Mars is very similar to Venus. It is very bright and because of that we can easily observe it in the night sky. This is part of the reason no one really knows who discovered Mars. We do know that its name is that of the Roman god of war because the planet’s reddish color suggested the color of blood.
In 1659, Christiaan Huygens discovered a strange feature on the surface of the Red Planet. It later became known as the Syrtis Major. Since then, fear of a Martian invasion has prevailed in our society. In 1802, one scientist really believed that there was life on Mars that he wanted to draw large figures in the snow in order to signal to the Martians!
In 1877, the astronomer Giovanni Schiaparelli, discovered what he thought were several intersecting lines. He opined that intelligent creatures created water channels on Mars.

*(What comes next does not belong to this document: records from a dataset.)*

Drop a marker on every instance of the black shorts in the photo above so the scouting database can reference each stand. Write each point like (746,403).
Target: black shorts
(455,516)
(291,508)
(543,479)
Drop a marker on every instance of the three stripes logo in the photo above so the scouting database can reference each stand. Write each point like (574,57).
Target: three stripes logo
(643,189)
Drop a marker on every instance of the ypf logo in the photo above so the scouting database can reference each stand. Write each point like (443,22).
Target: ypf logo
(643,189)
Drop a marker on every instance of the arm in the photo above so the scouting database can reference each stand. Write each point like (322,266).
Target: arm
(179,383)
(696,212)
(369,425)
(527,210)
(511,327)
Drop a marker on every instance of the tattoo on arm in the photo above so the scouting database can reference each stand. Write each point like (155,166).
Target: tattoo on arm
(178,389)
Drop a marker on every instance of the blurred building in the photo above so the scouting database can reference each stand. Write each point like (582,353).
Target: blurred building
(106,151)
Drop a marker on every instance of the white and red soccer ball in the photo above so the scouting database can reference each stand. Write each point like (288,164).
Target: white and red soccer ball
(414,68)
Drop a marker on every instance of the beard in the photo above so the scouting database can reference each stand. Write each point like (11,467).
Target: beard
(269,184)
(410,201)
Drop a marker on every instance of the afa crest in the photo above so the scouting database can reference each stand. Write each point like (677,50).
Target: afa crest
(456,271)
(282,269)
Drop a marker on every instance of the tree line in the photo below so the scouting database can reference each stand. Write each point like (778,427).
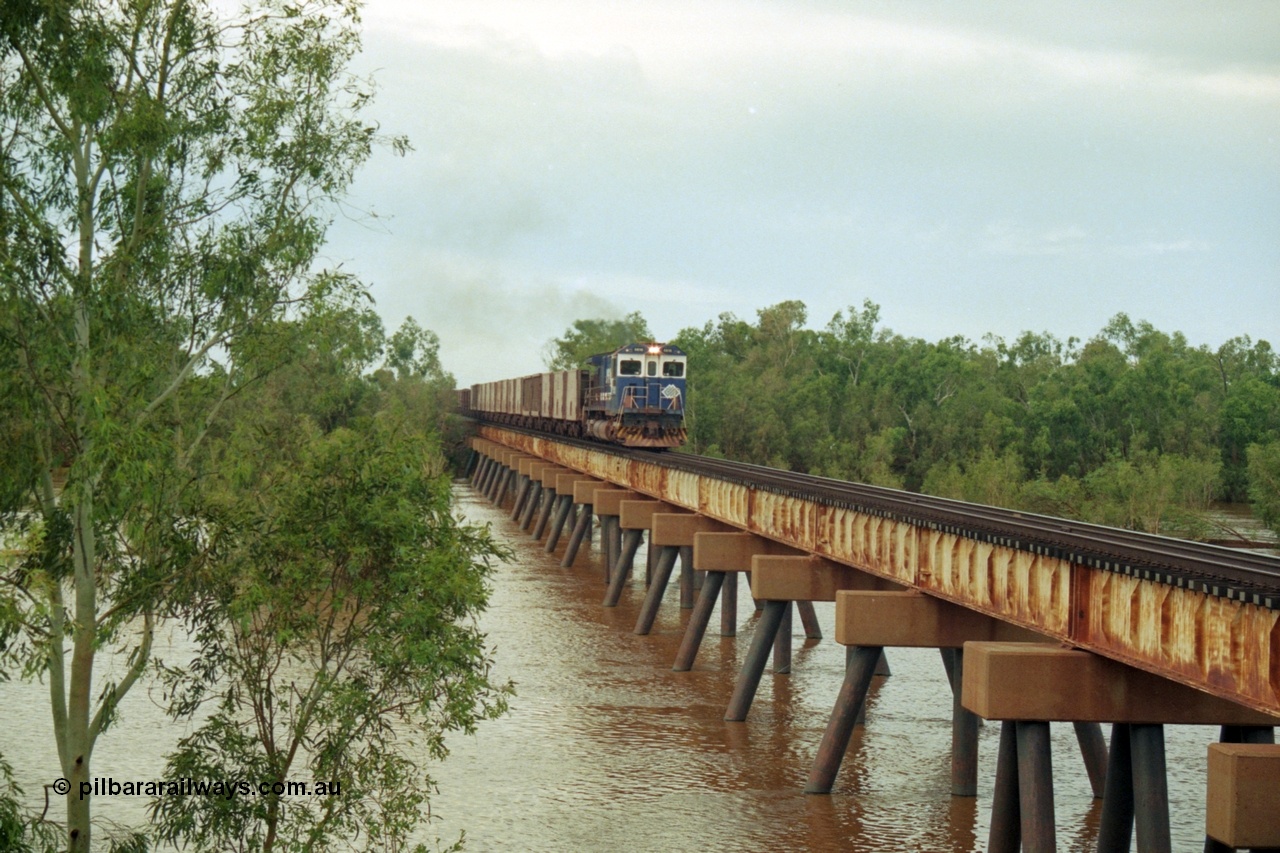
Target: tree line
(206,428)
(1133,428)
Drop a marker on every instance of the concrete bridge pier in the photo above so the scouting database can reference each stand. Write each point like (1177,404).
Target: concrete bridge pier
(876,619)
(522,487)
(534,497)
(1029,684)
(584,497)
(608,509)
(566,488)
(499,474)
(780,580)
(723,556)
(549,478)
(635,519)
(481,471)
(672,534)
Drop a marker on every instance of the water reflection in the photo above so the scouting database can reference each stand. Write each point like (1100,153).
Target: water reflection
(608,748)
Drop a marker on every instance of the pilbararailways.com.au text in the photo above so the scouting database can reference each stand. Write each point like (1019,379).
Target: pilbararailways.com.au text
(227,788)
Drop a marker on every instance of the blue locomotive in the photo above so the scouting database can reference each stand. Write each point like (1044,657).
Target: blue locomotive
(632,396)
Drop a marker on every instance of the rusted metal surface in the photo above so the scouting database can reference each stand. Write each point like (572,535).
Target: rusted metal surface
(1225,643)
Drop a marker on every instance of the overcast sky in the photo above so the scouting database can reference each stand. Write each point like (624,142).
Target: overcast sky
(970,167)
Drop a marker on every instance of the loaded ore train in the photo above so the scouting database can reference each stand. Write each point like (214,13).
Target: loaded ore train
(632,396)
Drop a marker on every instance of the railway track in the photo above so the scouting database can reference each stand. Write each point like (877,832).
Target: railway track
(1215,570)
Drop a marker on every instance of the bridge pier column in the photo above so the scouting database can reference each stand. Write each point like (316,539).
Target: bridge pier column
(673,530)
(635,518)
(782,642)
(1033,682)
(504,484)
(688,580)
(653,598)
(767,632)
(844,717)
(874,619)
(566,489)
(560,516)
(722,556)
(698,621)
(581,530)
(521,493)
(531,503)
(728,605)
(499,475)
(481,473)
(545,511)
(622,569)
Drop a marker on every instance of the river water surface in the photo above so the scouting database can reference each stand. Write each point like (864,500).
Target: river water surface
(606,748)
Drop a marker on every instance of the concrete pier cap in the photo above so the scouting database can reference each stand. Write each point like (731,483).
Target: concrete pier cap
(914,620)
(1054,683)
(677,529)
(1243,808)
(809,578)
(734,551)
(638,514)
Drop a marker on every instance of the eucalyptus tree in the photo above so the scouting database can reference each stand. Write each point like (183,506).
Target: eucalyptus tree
(165,182)
(588,337)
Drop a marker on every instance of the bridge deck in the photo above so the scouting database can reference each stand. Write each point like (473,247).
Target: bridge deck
(1221,639)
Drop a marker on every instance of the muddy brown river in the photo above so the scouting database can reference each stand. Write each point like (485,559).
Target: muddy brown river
(606,748)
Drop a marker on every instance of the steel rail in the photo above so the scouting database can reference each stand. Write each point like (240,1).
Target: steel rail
(1215,570)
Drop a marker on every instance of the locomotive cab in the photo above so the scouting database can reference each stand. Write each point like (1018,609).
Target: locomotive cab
(636,396)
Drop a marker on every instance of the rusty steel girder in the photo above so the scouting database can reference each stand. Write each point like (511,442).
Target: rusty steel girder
(1228,647)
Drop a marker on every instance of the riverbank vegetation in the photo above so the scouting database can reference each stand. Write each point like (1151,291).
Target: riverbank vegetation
(202,425)
(1133,428)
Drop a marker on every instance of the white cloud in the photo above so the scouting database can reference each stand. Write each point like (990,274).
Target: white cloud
(1009,238)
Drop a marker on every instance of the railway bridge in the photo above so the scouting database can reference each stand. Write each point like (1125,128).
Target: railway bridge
(1038,620)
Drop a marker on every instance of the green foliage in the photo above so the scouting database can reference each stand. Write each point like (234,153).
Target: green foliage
(1134,427)
(334,615)
(165,182)
(585,338)
(1265,482)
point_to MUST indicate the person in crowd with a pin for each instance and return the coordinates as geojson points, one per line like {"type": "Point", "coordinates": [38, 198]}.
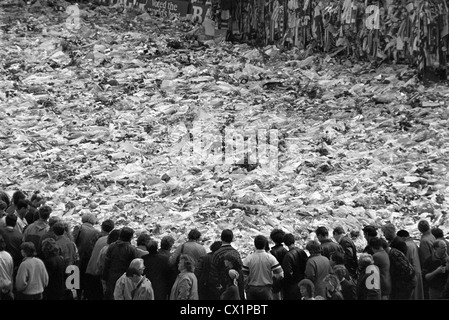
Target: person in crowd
{"type": "Point", "coordinates": [413, 258]}
{"type": "Point", "coordinates": [191, 247]}
{"type": "Point", "coordinates": [348, 284]}
{"type": "Point", "coordinates": [202, 272]}
{"type": "Point", "coordinates": [435, 270]}
{"type": "Point", "coordinates": [32, 276]}
{"type": "Point", "coordinates": [6, 272]}
{"type": "Point", "coordinates": [141, 244]}
{"type": "Point", "coordinates": [112, 237]}
{"type": "Point", "coordinates": [369, 232]}
{"type": "Point", "coordinates": [259, 268]}
{"type": "Point", "coordinates": [167, 243]}
{"type": "Point", "coordinates": [401, 270]}
{"type": "Point", "coordinates": [439, 235]}
{"type": "Point", "coordinates": [317, 267]}
{"type": "Point", "coordinates": [349, 249]}
{"type": "Point", "coordinates": [368, 282]}
{"type": "Point", "coordinates": [382, 261]}
{"type": "Point", "coordinates": [232, 289]}
{"type": "Point", "coordinates": [294, 267]}
{"type": "Point", "coordinates": [278, 251]}
{"type": "Point", "coordinates": [328, 247]}
{"type": "Point", "coordinates": [94, 289]}
{"type": "Point", "coordinates": [67, 247]}
{"type": "Point", "coordinates": [333, 288]}
{"type": "Point", "coordinates": [158, 271]}
{"type": "Point", "coordinates": [13, 240]}
{"type": "Point", "coordinates": [218, 270]}
{"type": "Point", "coordinates": [55, 266]}
{"type": "Point", "coordinates": [307, 289]}
{"type": "Point", "coordinates": [38, 228]}
{"type": "Point", "coordinates": [85, 236]}
{"type": "Point", "coordinates": [133, 284]}
{"type": "Point", "coordinates": [186, 283]}
{"type": "Point", "coordinates": [118, 257]}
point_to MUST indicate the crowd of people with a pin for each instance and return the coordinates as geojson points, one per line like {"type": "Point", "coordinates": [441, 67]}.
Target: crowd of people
{"type": "Point", "coordinates": [37, 249]}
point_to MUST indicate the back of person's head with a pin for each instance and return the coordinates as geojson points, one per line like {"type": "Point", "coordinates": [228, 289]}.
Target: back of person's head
{"type": "Point", "coordinates": [5, 197]}
{"type": "Point", "coordinates": [260, 242]}
{"type": "Point", "coordinates": [11, 220]}
{"type": "Point", "coordinates": [215, 246]}
{"type": "Point", "coordinates": [399, 244]}
{"type": "Point", "coordinates": [143, 238]}
{"type": "Point", "coordinates": [44, 212]}
{"type": "Point", "coordinates": [113, 236]}
{"type": "Point", "coordinates": [313, 246]}
{"type": "Point", "coordinates": [423, 226]}
{"type": "Point", "coordinates": [277, 236]}
{"type": "Point", "coordinates": [2, 243]}
{"type": "Point", "coordinates": [22, 203]}
{"type": "Point", "coordinates": [18, 195]}
{"type": "Point", "coordinates": [107, 225]}
{"type": "Point", "coordinates": [28, 248]}
{"type": "Point", "coordinates": [189, 262]}
{"type": "Point", "coordinates": [322, 231]}
{"type": "Point", "coordinates": [227, 236]}
{"type": "Point", "coordinates": [308, 285]}
{"type": "Point", "coordinates": [370, 231]}
{"type": "Point", "coordinates": [59, 228]}
{"type": "Point", "coordinates": [50, 248]}
{"type": "Point", "coordinates": [194, 234]}
{"type": "Point", "coordinates": [376, 243]}
{"type": "Point", "coordinates": [289, 239]}
{"type": "Point", "coordinates": [126, 234]}
{"type": "Point", "coordinates": [437, 232]}
{"type": "Point", "coordinates": [167, 242]}
{"type": "Point", "coordinates": [338, 257]}
{"type": "Point", "coordinates": [340, 271]}
{"type": "Point", "coordinates": [52, 221]}
{"type": "Point", "coordinates": [152, 246]}
{"type": "Point", "coordinates": [365, 260]}
{"type": "Point", "coordinates": [89, 218]}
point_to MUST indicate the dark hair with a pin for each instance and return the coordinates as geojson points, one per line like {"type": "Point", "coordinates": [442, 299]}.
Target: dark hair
{"type": "Point", "coordinates": [18, 195]}
{"type": "Point", "coordinates": [167, 242]}
{"type": "Point", "coordinates": [313, 246]}
{"type": "Point", "coordinates": [194, 234]}
{"type": "Point", "coordinates": [143, 238]}
{"type": "Point", "coordinates": [28, 248]}
{"type": "Point", "coordinates": [227, 236]}
{"type": "Point", "coordinates": [399, 244]}
{"type": "Point", "coordinates": [338, 257]}
{"type": "Point", "coordinates": [277, 235]}
{"type": "Point", "coordinates": [2, 243]}
{"type": "Point", "coordinates": [215, 246]}
{"type": "Point", "coordinates": [375, 243]}
{"type": "Point", "coordinates": [423, 226]}
{"type": "Point", "coordinates": [44, 212]}
{"type": "Point", "coordinates": [59, 228]}
{"type": "Point", "coordinates": [260, 242]}
{"type": "Point", "coordinates": [11, 220]}
{"type": "Point", "coordinates": [233, 258]}
{"type": "Point", "coordinates": [437, 232]}
{"type": "Point", "coordinates": [113, 236]}
{"type": "Point", "coordinates": [107, 225]}
{"type": "Point", "coordinates": [22, 203]}
{"type": "Point", "coordinates": [152, 246]}
{"type": "Point", "coordinates": [189, 262]}
{"type": "Point", "coordinates": [289, 239]}
{"type": "Point", "coordinates": [49, 248]}
{"type": "Point", "coordinates": [126, 234]}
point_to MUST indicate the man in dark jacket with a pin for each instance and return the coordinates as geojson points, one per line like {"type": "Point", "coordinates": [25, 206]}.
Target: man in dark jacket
{"type": "Point", "coordinates": [118, 257]}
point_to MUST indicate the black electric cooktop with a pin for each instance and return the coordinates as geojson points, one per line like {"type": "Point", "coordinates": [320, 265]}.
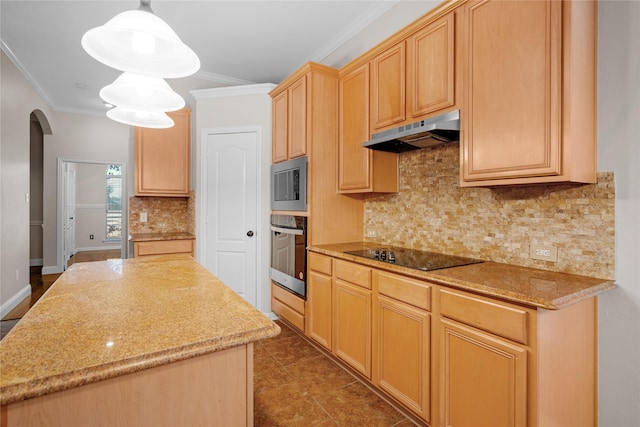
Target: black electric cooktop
{"type": "Point", "coordinates": [420, 260]}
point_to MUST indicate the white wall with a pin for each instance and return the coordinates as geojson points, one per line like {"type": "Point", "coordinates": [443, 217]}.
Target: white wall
{"type": "Point", "coordinates": [242, 106]}
{"type": "Point", "coordinates": [18, 100]}
{"type": "Point", "coordinates": [619, 151]}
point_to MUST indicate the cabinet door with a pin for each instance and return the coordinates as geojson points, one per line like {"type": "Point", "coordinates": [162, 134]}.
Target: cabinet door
{"type": "Point", "coordinates": [354, 160]}
{"type": "Point", "coordinates": [297, 118]}
{"type": "Point", "coordinates": [352, 325]}
{"type": "Point", "coordinates": [511, 124]}
{"type": "Point", "coordinates": [280, 130]}
{"type": "Point", "coordinates": [484, 378]}
{"type": "Point", "coordinates": [401, 357]}
{"type": "Point", "coordinates": [388, 78]}
{"type": "Point", "coordinates": [318, 310]}
{"type": "Point", "coordinates": [431, 67]}
{"type": "Point", "coordinates": [162, 158]}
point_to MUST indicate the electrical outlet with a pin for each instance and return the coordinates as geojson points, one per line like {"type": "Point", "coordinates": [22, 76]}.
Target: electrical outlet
{"type": "Point", "coordinates": [543, 253]}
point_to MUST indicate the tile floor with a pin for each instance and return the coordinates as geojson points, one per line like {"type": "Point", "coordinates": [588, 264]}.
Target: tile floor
{"type": "Point", "coordinates": [297, 385]}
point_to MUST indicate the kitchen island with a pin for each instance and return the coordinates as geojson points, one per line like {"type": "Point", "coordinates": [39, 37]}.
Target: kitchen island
{"type": "Point", "coordinates": [153, 341]}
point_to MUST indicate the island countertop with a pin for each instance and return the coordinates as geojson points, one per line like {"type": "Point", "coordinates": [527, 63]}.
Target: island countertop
{"type": "Point", "coordinates": [110, 318]}
{"type": "Point", "coordinates": [522, 285]}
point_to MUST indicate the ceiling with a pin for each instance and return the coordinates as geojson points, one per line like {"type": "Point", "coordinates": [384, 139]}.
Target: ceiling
{"type": "Point", "coordinates": [238, 42]}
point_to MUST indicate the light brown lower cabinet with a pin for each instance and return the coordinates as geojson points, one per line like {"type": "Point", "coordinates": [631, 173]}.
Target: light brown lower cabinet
{"type": "Point", "coordinates": [215, 389]}
{"type": "Point", "coordinates": [163, 247]}
{"type": "Point", "coordinates": [401, 356]}
{"type": "Point", "coordinates": [454, 358]}
{"type": "Point", "coordinates": [352, 325]}
{"type": "Point", "coordinates": [288, 306]}
{"type": "Point", "coordinates": [485, 378]}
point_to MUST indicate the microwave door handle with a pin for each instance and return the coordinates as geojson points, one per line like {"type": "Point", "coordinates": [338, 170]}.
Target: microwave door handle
{"type": "Point", "coordinates": [287, 230]}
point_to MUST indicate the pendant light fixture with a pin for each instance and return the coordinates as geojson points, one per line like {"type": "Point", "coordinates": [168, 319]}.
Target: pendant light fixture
{"type": "Point", "coordinates": [136, 92]}
{"type": "Point", "coordinates": [139, 42]}
{"type": "Point", "coordinates": [148, 51]}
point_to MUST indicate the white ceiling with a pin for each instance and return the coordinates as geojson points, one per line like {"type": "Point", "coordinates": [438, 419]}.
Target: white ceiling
{"type": "Point", "coordinates": [238, 42]}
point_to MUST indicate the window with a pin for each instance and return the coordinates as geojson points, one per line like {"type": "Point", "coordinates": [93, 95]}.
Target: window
{"type": "Point", "coordinates": [114, 202]}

In 1971, Mariner 9 visited Mars and sent back images of huge volcanoes and vast canyons. It discovered Olympus Mons, which is now the most famous volcano outside of Earth. This large volcano could cover the area of the state of Missouri and rises up to 15 miles above the surface. Mariner 9 also found evidence water once existed on Mars. As of today, there is no evidence of the famous Schiaparelli canals.
Viking I and II
In 1975, two space probes, Viking I and II, landed on Mars to study its surface. They analyzed the planet’s rocks and soil. The probes provided information about its atmosphere and weather. Today, scientists continue to explore Mars. In 1997, the Mars Global Surveyor mapped the planet.
When was Mars Discovered
No one discovered Mars, scientists discovered its moons! In 1877, astronomer Asaph Hall observed the two moons and gave them names: Phobos, meaning fear, and Deimos, meaning dread. They were named after the mythological horses that carried Mars, the god of war.